In occasione di una conferenza ECR di alto livello appena conclusa a Cipro, i conservatori hanno valutato le politiche verdi della Commissione europea, evidenziando diverse lacune e limiti di questo approccio. In questo modo, gli oratori hanno anche confermato l’orientamento dei Principi di Kilkenny, emersi dalla precedente Conferenza tenutasi in Irlanda lo scorso novembre.
A pochi mesi dalla conferenza di Kilkenny, è diventato oltremodo evidente l’approccio ristretto perseguito dalla Commissione europea sulla transizione ecologica. Per cominciare, questo approccio è incentrato sulla riduzione delle emissioni di carbonio senza considerare le più ampie implicazioni competitive e di sostenibilità associate al mix di politiche scelto per ottenere tale riduzione, hanno osservato gli oratori.
Infatti, il raggiungimento di una riduzione delle emissioni di carbonio è di scarsa rilevanza se il percorso politico proposto non garantisce la sostenibilità sociale ed economica delle misure attuate. In altre parole, ci possono essere casi in cui le imprese e le famiglie europee non possono permettersi fonti energetiche alternative perché non sono disponibili o, più semplicemente, perché sono troppo costose. Di conseguenza, tali aspetti critici dovrebbero essere valutati in modo approfondito e dovrebbero essere esaminate e proposte misure compensative.
In alternativa, se le politiche di transizione venissero attuate a prescindere, come è avvenuto finora, l’Europa sarebbe destinata a perdere competitività a favore di quelle economie che non rispettano gli stessi standard. Di conseguenza, gli europei subirebbero inevitabilmente un calo del tenore di vita autoinflitto.
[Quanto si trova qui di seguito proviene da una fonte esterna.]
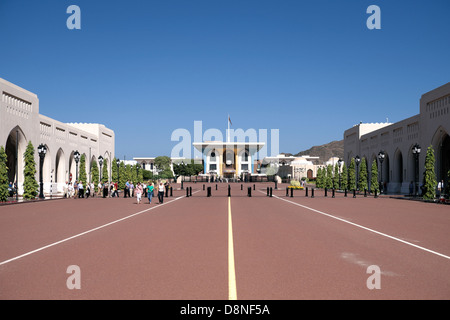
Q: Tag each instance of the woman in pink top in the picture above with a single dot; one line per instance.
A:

Inoltre, le politiche di transizione sono state attuate senza tenere in debito conto i loro costi per l’ambiente, non solo per le imprese e le famiglie. È il caso dell’estrazione e della successiva lavorazione di materie prime critiche che hanno conseguenze ambientali di vasta portata. Tali implicazioni non sono state condivise in modo trasparente con l’opinione pubblica perché molto probabilmente gli europei avrebbero reagito negativamente. Di fatto, l’aria pulita europea va a discapito anche delle popolazioni dei Paesi in via di sviluppo che subiscono le conseguenze del degrado ambientale del suolo e dell’aria – popolazioni che spesso vivono sotto regimi autoritari.
In questo contesto, i conservatori europei propongono un’agenda di transizione incentrata sul pragmatismo e sulla sussidiarietà, proteggendo al contempo il nostro pianeta. Il pragmatismo significa che le politiche di transizione devono essere attente alle specificità dei nostri territori ed essere informate dalla tecnologia disponibile. Sebbene le fonti rinnovabili rappresentino una quota crescente dell’approvvigionamento energetico, sono ancora lontane dal fornire una fonte di energia ampia e stabile. Ciò è dovuto alle attuali limitazioni nella produzione di energia da fonti rinnovabili e nello stoccaggio per usi futuri.
Le differenze geografiche spiegano anche la diversa capacità degli Stati dell’UE di generare energia rinnovabile. Di conseguenza, l’energia prodotta dal gas e dal nucleare dovrebbe essere maggiormente esplorata. Su tutti questi temi, hanno concordato gli oratori, l’UE non dovrebbe limitarsi a un approccio ideologico ristretto, ma piuttosto cogliere l’opportunità di fare leva sulla transizione per costruire un nuovo paradigma per la prosperità futura.
La posta in gioco è di gran lunga troppo importante per il nostro futuro. L’opinione pubblica europea ne ha già preso atto.